En pointant simplement l'appareil photo à un événement explosif, il sera immédiatement déterminer si elle est ou non nucléaire. Quand les caméras CCD ramasser puce est surchargé par un rayonnement en excès il pixelize montrant des étincelles blanches sur l'image de la boule de feu ou explosion zone d'image. Si vous cherchez à vous protéger de haut niveau des rayonnements ionisants produits par l'uranium appauvri tours anti-chars ou après une explosion nucléaire cela va fonctionner. Pour les effets de rayonnement de niveau inférieur habituellement juste mettre du ruban électrique noir sur la lentille de caméras est suffisante pour détecter les niveaux de rayonnement plus faibles. Une fois que le niveau de rayonnement de fond a drooped off après une explosion. Habituellement, après environ 3 heures ou plus hors sol zéro lorsque les niveaux demeureront plus élevés pour une période plus longue de temps, les caméras CCD peuvent ne pas être suffisamment sensible pour détecter ces faibles niveaux de rayonnement et un meilleur détecteur seront nécessaires. Cependant, pour une utilisation d'urgence ce processus altho brut va fonctionner.
Si vous avez un téléphone intelligent Android ou Apple il y a plusieurs APPS qui vous permettra d'utiliser votre téléphone comme un simple détecteur de rayonnement / Geiger. Certains fonctionnent mieux que d'autres et plusieurs sont en fait des applications fausses ou jouets afin utilisateur soit faire articles que l'APP fonctionne vraiment.

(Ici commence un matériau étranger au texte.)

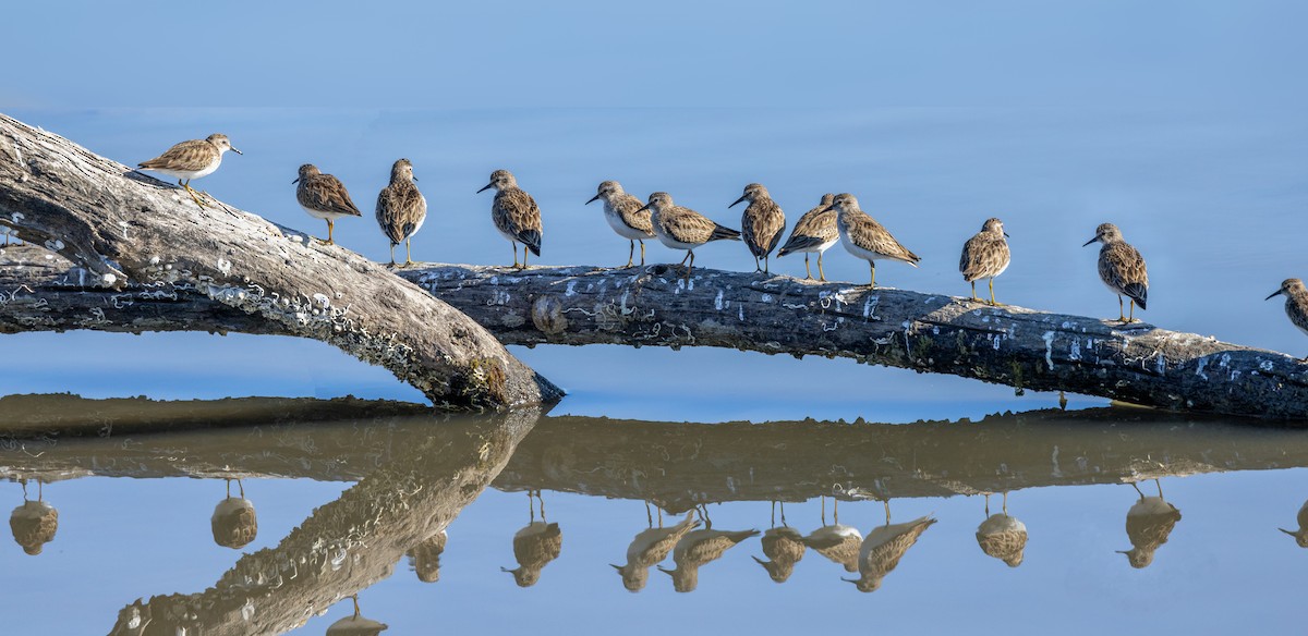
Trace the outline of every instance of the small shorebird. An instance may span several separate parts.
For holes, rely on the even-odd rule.
[[[490,221],[496,230],[513,244],[513,266],[518,268],[518,243],[522,243],[522,266],[527,269],[527,249],[540,256],[540,239],[544,229],[540,226],[540,208],[536,200],[518,187],[518,180],[508,170],[490,172],[490,183],[477,192],[496,189],[490,202]]]
[[[959,272],[963,281],[972,283],[972,299],[977,298],[977,281],[990,279],[990,304],[999,304],[994,300],[994,277],[1008,269],[1008,242],[1005,240],[1008,232],[1003,231],[1003,221],[988,218],[981,225],[981,231],[963,244],[963,257],[959,259]]]
[[[658,240],[672,249],[685,249],[685,259],[691,264],[685,268],[685,282],[691,282],[691,270],[695,269],[695,248],[710,240],[740,240],[740,232],[713,222],[710,218],[683,208],[672,202],[672,196],[667,192],[650,195],[650,201],[641,210],[650,210],[650,223]]]
[[[191,195],[195,205],[204,208],[204,201],[191,189],[191,179],[212,175],[222,165],[222,153],[228,150],[242,154],[232,148],[226,135],[213,133],[203,140],[183,141],[150,161],[137,163],[137,167],[177,179],[177,184]]]
[[[744,208],[744,214],[740,215],[740,234],[744,246],[753,255],[753,270],[763,270],[766,274],[769,273],[768,255],[777,248],[781,236],[786,232],[786,214],[781,212],[781,206],[772,200],[768,188],[764,188],[761,183],[746,185],[740,199],[736,199],[727,208],[735,208],[740,201],[749,201],[749,205]],[[759,259],[763,259],[761,268]]]
[[[320,243],[336,244],[332,239],[332,230],[336,227],[337,218],[364,215],[354,206],[354,201],[349,199],[345,184],[332,175],[322,174],[313,163],[300,166],[300,176],[290,183],[300,184],[296,188],[296,200],[300,201],[300,206],[310,217],[327,222],[327,240],[318,239]]]
[[[1010,568],[1022,565],[1027,549],[1027,525],[1008,516],[1008,494],[1003,494],[1003,512],[990,515],[990,495],[985,496],[985,521],[977,526],[977,545],[986,556],[994,556]]]
[[[1290,321],[1300,332],[1308,333],[1308,289],[1304,287],[1304,282],[1299,278],[1286,278],[1281,283],[1281,289],[1273,291],[1264,300],[1271,300],[1282,294],[1286,296],[1286,316],[1290,316]],[[1308,358],[1303,358],[1300,362],[1308,362]]]
[[[395,246],[404,243],[404,265],[413,264],[409,239],[426,221],[426,199],[413,184],[413,165],[399,159],[391,166],[391,183],[377,195],[377,225],[391,239],[391,266],[395,265]]]
[[[596,199],[604,201],[604,221],[608,221],[608,226],[619,236],[632,242],[632,248],[627,253],[627,266],[632,266],[636,259],[636,242],[641,243],[641,265],[645,265],[645,239],[654,238],[649,210],[641,212],[641,200],[624,192],[617,182],[602,182],[599,192],[590,197],[586,205],[595,202]]]
[[[1133,568],[1154,563],[1154,551],[1167,543],[1167,537],[1181,520],[1181,511],[1163,499],[1163,485],[1158,479],[1154,479],[1154,485],[1158,486],[1158,496],[1144,496],[1141,487],[1131,483],[1141,496],[1139,501],[1126,511],[1126,538],[1130,539],[1131,549],[1118,550],[1117,554],[1125,554]]]
[[[827,282],[827,273],[821,270],[821,257],[827,253],[827,249],[831,249],[831,246],[840,242],[840,230],[836,227],[836,210],[829,209],[835,199],[836,195],[829,192],[823,195],[821,202],[816,208],[799,217],[794,231],[790,232],[790,240],[785,246],[781,246],[781,251],[777,252],[778,259],[787,253],[803,252],[806,281],[814,278],[812,270],[808,269],[808,255],[818,252],[818,279]]]
[[[662,512],[659,512],[659,525],[662,525]],[[623,576],[623,586],[628,592],[640,592],[645,588],[650,568],[663,563],[663,559],[667,559],[668,552],[681,541],[681,537],[698,526],[700,521],[695,518],[695,512],[687,513],[685,518],[672,528],[653,528],[651,524],[650,529],[642,530],[627,546],[627,564],[613,565],[610,563],[610,565]]]
[[[1095,242],[1104,244],[1099,249],[1099,277],[1113,294],[1117,294],[1117,320],[1134,323],[1135,304],[1138,303],[1142,310],[1147,308],[1144,302],[1148,299],[1148,272],[1144,270],[1144,257],[1122,239],[1122,232],[1113,223],[1100,223],[1095,229],[1095,238],[1087,240],[1086,246]],[[1122,312],[1122,295],[1131,299],[1130,317]]]
[[[840,230],[840,242],[845,244],[849,253],[863,259],[872,270],[870,289],[876,289],[876,260],[889,259],[908,262],[917,266],[922,259],[910,252],[900,242],[891,236],[872,217],[858,208],[858,199],[854,195],[836,195],[828,210],[836,210],[836,227]]]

Les types de scintillateurs scintillateurs plastique
Le terme "scintillateur plastique" se réfère généralement à un matériau scintillateur dans lequel l'émetteur fluorescent primaire, appelé fluorine, est suspendu dans la base et une matrice polymère solide. Bien que cette combinaison est typiquement réalisée par la dissolution de la substance fluorescente avant la polymérisation en masse, la substance fluorescente est parfois associé au polymère directement, soit de manière covalente ou par une coordination, comme cela est le cas avec de nombreux scintillateurs plastiques Li6.
Polyéthylène naphtalate a été trouvé à exposer scintillation par lui-même, sans aucun additif et il est prévu de remplacer scintillateurs plastiques existants en raison de performances plus élevées et le prix inférieur.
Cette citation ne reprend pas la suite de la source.